Que font là tous ces mauvais auteurs ? Ils n’ont même pas l’excuse d’être accompagnés d’une bonne citation. A une exception près, du cardinal Daniélou (« Les plus grands pécheurs de notre temps sont les intellectuels »), les phrases choisies pour introduire ces mauvais auteurs sont toutes insignifiantes ou mauvaises. Certaines, de surcroît, sont très maladroitement placées : pourquoi aller mettre, juste à côté de la notice sur Clovis, la phrase de Baudelaire : « La gloire est le résultat de l’adaptation d’un esprit avec la sottise nationale !»
Renaissance ou rechute ?
Au début de chaque mois, un texte historique. Là encore, beaucoup de bon : on est heureux, par exemple, de voir Jean-François Parcé citer de bons auteurs anti-libéraux comme Mgr Delassus ou l’abbé Vial. Mais toutes les contributions ne sont pas de la même veine. Le texte sur la Renaissance, par exemple, est extrait de L’Histoire des Français de Pierre Gaxotte. L’auteur souligne avec juste raison que « les hommes de la Renaissance n’ont pas reçu leur esprit comme un legs de l’Antiquité, comme une leçon des grands anciens. Ils se sont servis des Grecs et des Romains pour affermir leur soulèvement contre l’esprit médiéval (…). La Renaissance n’est pas une résurrection. C’est une révolte, et ce n’est pas sans raison que Rabelais a fait de ses héros des géants ». Soyons juste : ce passage de Gaxotte n’est pas sans intérêt et il a le mérite de souligner un point que des auteurs n’ont peut-être pas assez mis en relief lorsqu’ils dénonçaient l’étude de l’Antiquité païenne comme la cause de la Révolution de 1789 : l’étude de l’Antiquité païenne n’est qu’un aspect matériel de la Renaissance. L’aspect formel, le plus important, c’est la révolte contre la chrétienté, et cet aspect n’existait pas, et pour cause, dans l’Antiquité. Gaxotte nous semble également avoir raison lorsqu’il explique ainsi la différence entre le XIIe siècle et la Renaissance : « Un latiniste du XIIe siècle était un sage, un délicat et un raffiné. Lettré fervent, discret, fanatique de rien, il goûte la poésie d’Ovide et l’éloquence de Cicéron, mais à la façon d’une friandise. Il s’y délecte sans se laisser prendre. Les Anciens le charment, ils ne l’exaltent point, ils n’envahissent pas sa vie. Tout autre est l’humaniste de la Renaissance. Ne lui parlez pas de son néant : il crierait au sacrilège (…). A lire Platon et Virgile, il s’enivre d’orgueil plus que de plaisir. » C’est fort bien vu : la « Renaissance » n’a pas été la redécouverte de l’Antiquité ; elle a été avant tout une façon nouvelle – et révolutionnaire – de l’utiliser.
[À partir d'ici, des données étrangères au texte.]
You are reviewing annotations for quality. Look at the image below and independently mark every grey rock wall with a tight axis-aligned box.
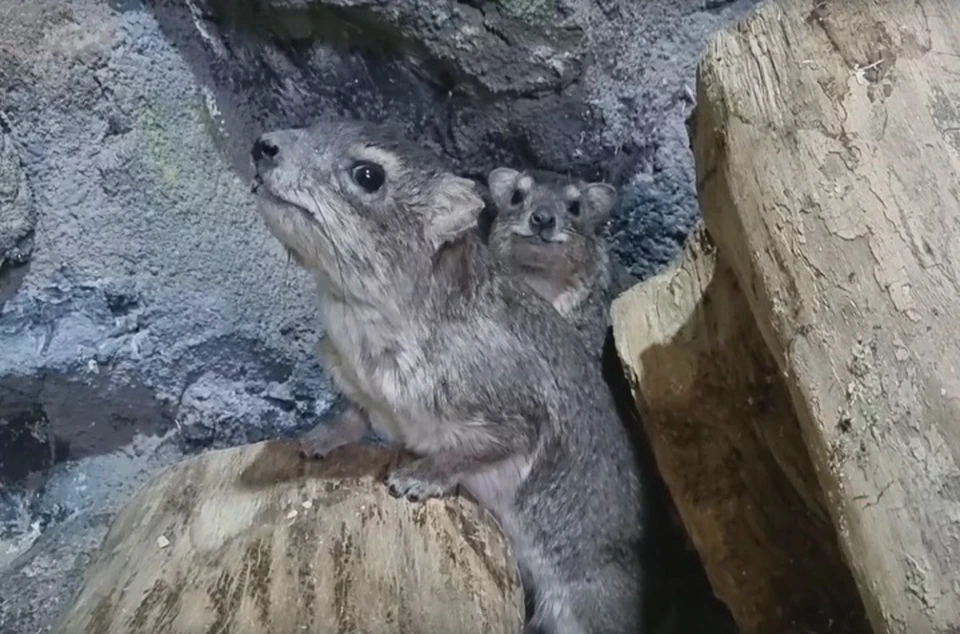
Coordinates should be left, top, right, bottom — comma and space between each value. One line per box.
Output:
0, 0, 761, 631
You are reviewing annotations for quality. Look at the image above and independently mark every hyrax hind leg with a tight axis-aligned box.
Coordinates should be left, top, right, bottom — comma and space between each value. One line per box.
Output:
526, 570, 642, 634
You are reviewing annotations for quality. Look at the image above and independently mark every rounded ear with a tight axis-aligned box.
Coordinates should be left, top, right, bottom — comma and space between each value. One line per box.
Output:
487, 167, 521, 208
426, 175, 485, 250
581, 182, 617, 225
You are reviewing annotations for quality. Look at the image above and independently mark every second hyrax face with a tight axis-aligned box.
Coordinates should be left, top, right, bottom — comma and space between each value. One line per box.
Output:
250, 120, 483, 295
487, 168, 616, 278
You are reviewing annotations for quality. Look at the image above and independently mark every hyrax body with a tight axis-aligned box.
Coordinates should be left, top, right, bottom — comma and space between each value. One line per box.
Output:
486, 168, 616, 355
251, 120, 647, 634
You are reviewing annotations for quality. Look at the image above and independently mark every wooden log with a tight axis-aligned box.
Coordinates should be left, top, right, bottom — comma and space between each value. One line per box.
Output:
612, 225, 869, 634
52, 442, 523, 634
691, 0, 960, 631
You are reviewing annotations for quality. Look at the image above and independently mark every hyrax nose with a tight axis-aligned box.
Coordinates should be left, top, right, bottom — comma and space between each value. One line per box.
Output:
530, 208, 556, 232
251, 136, 280, 164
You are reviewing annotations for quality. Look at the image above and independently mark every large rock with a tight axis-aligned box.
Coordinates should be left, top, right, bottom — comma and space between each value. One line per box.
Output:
213, 0, 586, 96
612, 226, 869, 634
53, 442, 523, 634
691, 0, 960, 631
0, 124, 35, 297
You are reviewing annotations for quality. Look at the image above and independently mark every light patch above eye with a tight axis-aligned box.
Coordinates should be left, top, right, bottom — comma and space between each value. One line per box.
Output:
518, 175, 535, 191
348, 144, 403, 179
563, 185, 581, 200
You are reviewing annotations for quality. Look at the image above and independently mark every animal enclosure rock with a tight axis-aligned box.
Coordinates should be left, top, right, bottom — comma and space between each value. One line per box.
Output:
692, 0, 960, 631
53, 442, 523, 634
612, 226, 869, 634
0, 124, 35, 277
215, 0, 586, 96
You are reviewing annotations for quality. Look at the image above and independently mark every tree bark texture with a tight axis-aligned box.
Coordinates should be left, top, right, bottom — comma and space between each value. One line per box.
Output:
612, 225, 870, 634
691, 0, 960, 631
53, 442, 523, 634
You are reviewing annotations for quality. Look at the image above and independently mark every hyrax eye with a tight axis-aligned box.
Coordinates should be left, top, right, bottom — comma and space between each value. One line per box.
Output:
350, 161, 386, 193
568, 200, 581, 217
510, 189, 524, 206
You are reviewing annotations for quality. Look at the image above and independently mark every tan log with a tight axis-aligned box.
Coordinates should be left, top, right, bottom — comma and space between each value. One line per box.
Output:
612, 225, 869, 634
52, 442, 523, 634
691, 0, 960, 631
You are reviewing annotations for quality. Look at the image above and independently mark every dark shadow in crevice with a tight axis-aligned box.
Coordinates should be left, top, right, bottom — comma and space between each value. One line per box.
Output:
601, 328, 739, 634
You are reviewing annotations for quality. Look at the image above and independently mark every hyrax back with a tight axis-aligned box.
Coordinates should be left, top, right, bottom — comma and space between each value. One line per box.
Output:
487, 168, 616, 355
251, 120, 647, 634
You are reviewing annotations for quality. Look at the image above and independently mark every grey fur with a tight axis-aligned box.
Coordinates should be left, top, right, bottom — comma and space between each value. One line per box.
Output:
251, 119, 646, 634
487, 168, 616, 356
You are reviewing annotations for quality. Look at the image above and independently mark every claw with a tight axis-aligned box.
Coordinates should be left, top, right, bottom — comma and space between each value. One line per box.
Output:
298, 446, 324, 461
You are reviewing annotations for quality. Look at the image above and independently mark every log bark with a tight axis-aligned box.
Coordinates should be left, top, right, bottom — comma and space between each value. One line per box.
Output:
612, 225, 869, 634
691, 0, 960, 632
52, 442, 523, 634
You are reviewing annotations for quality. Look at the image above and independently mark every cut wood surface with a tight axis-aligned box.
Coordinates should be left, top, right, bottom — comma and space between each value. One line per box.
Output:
612, 225, 869, 634
692, 0, 960, 632
52, 441, 523, 634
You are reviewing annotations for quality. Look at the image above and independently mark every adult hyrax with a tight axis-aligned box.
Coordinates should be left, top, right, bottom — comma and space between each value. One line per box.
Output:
251, 120, 646, 634
486, 168, 615, 355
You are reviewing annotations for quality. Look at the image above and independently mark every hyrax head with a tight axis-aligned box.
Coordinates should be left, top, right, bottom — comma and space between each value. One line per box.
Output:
486, 168, 616, 276
250, 119, 484, 298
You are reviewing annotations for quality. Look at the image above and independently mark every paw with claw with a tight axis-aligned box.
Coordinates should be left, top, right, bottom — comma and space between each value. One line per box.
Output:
385, 461, 456, 503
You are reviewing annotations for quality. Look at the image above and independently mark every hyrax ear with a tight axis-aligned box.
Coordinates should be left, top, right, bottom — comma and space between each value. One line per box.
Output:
426, 174, 485, 250
487, 167, 521, 207
582, 182, 617, 225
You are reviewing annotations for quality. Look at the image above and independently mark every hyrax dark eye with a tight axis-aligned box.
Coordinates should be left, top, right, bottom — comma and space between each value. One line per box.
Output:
350, 161, 386, 193
568, 200, 581, 217
510, 189, 524, 206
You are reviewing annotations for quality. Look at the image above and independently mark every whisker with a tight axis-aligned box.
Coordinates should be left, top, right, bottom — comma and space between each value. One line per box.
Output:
307, 189, 362, 334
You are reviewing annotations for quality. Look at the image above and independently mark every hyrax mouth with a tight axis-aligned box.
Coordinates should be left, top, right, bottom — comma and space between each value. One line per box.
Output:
250, 173, 320, 252
516, 231, 564, 246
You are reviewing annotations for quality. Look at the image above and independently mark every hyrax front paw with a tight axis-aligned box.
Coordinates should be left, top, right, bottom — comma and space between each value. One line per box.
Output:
385, 463, 455, 503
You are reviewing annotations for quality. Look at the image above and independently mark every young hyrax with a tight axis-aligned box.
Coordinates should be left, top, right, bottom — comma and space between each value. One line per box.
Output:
251, 120, 647, 634
487, 168, 616, 355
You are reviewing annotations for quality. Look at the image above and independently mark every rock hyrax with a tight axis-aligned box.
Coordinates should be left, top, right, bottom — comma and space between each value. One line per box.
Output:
251, 119, 647, 634
486, 168, 615, 355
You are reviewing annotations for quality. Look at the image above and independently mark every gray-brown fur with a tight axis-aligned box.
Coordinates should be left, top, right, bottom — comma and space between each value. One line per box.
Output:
486, 168, 616, 355
251, 119, 647, 634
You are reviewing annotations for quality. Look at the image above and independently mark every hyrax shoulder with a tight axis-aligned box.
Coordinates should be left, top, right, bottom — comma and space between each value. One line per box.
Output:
486, 167, 616, 355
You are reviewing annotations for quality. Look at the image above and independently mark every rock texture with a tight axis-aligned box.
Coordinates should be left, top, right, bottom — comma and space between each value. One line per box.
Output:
0, 124, 35, 282
612, 226, 870, 634
690, 0, 960, 631
53, 442, 523, 634
0, 0, 762, 631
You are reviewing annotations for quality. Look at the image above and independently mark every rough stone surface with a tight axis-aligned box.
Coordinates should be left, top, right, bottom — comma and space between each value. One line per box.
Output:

Mais Gaxotte ne va pas plus loin. Il ne montre pas, dans le texte cité par L’Agenda, les germes de mort introduits à cette époque. Il ne déplore pas la fin de la chrétienté. Il n’explique pas réellement ce que Chesterton a résumé d’un mot expressif lorsqu’il suggérait de ne plus parler de « la Renaissance », mais de « la Rechute ».
L’évocation faite de Léonard et Jean Goujon, de Fontainebleau, Chenonceau et Chambord tend surtout à faire ressortir le côté brillant de la « Renaissance » et quand Gaxotte énumère ensuite les caractéristiques de la période : « Exaltation de la nature, mépris de l’idéal ascétique, sentiment de la beauté corporelle, respect de l’intelligence, mise en valeur de toutes les ressources intellectuelles, morales, esthétiques de l’homme (…) », il ne s’attache aucunement à démontrer toutes ces fausses valeurs.
Bref, en tournant la page, le lecteur de L’Agenda du XVe centenaire de la France risque de n’avoir pas compris grand-chose à « la Rechute ». Et l’image de P. Joubert qu’il gardera en tête pour caractériser cette époque sera celle d’une brillante, animée et colorée « fête à Chambord ».